Understandably, this issue has brought up public outrage on both sides of the argument. Many old-school parents believe it is perfectly fine to discipline a child with an object like a spoon or switch. Other parents, like myself, find it cruel to even think of beating a child with a branch off a tree as a form of discipline. Peterson's "whooping" left cuts and bruises on his young son's back, buttocks, ankles and legs.
My heart goes out to Peterson's young son, who was a victim of violence veiled as punishment. However, I am glad a public figure was charged in this case, so it can open up the spanking conversation. Evidenced by this Reddit thread, spanking is bound to bring up a lively debate.
Plenty of Reddit users argue that spanking is fine when used purposefully and for the right reasons. "The thing is, children are little dumb animals that need a parental figure in their life to lead them in the right direction so they can become big smart animals. Spanking isn't meant to make the child feel pain, it's meant as a quick and precise way to enforce consequences."
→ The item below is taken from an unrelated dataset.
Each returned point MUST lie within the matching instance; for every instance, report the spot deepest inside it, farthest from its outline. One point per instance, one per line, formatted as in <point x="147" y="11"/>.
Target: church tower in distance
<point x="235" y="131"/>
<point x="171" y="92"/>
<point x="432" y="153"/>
I stand firmly on the other side of the debate. I am anti-spanking in any circumstance. Here are 10 great reasons from Reddit to think twice about spanking your kids:
"In Denmark where I am from hitting/spanking children in any form is forbidden by law (as it is in the rest of the Scandinavian countries). If someone expressed the views reflected in this thread in a public debate it would promote a public outcry. I was brought up without my parents ever laying a hand on me. I was still able to show respect to adults, understand boundaries and have a generally normal behaviour. The same goes for my friends and classmates."
"Have never, and will never, spank my kids. I was spanked as a kid and it was no big deal, but to me, spanking gives the impression that it is ok to solve problems with violence."
"I was punished up until I was 9. Parents used a switch rather than spanking. I was traumatized by it and the fear of disappointing my parents that I had a nervous breakdown in class after receiving my first F."
"That's an incredibly contradictory message. The kid's punishment for causing someone physical pain is receiving physical pain themselves."
"Also spanked, also turned out fine, but most research I've seen suggests spanking is at best ineffective."
"Even if a child learns to avoid being spanked, how is a child of 4 or so to understand entirely why he is being spanked? S/he can't, s/he is acting entirely out of fear only, learning to avoid punishment without reason."
"I don't think it's right that just because they did something 'wrong' they literally get hit for it. Can you imagine doing this to an adult?"
"I am baffled that it seems more socially acceptable to spank your child than, say, hit your dog (although I suppose you could spank your dog with a rolled-up newspaper or something?)."
"I have four kids and I have never spanked any of them. They are naughty sometimes but nothing they have ever done has made me ever think hitting them is the best way to handle the situation."
"I think spanking is a failure of parenting. It only teaches that it's fine to stop talking and resort to violence. Why would anyone want to teach that?"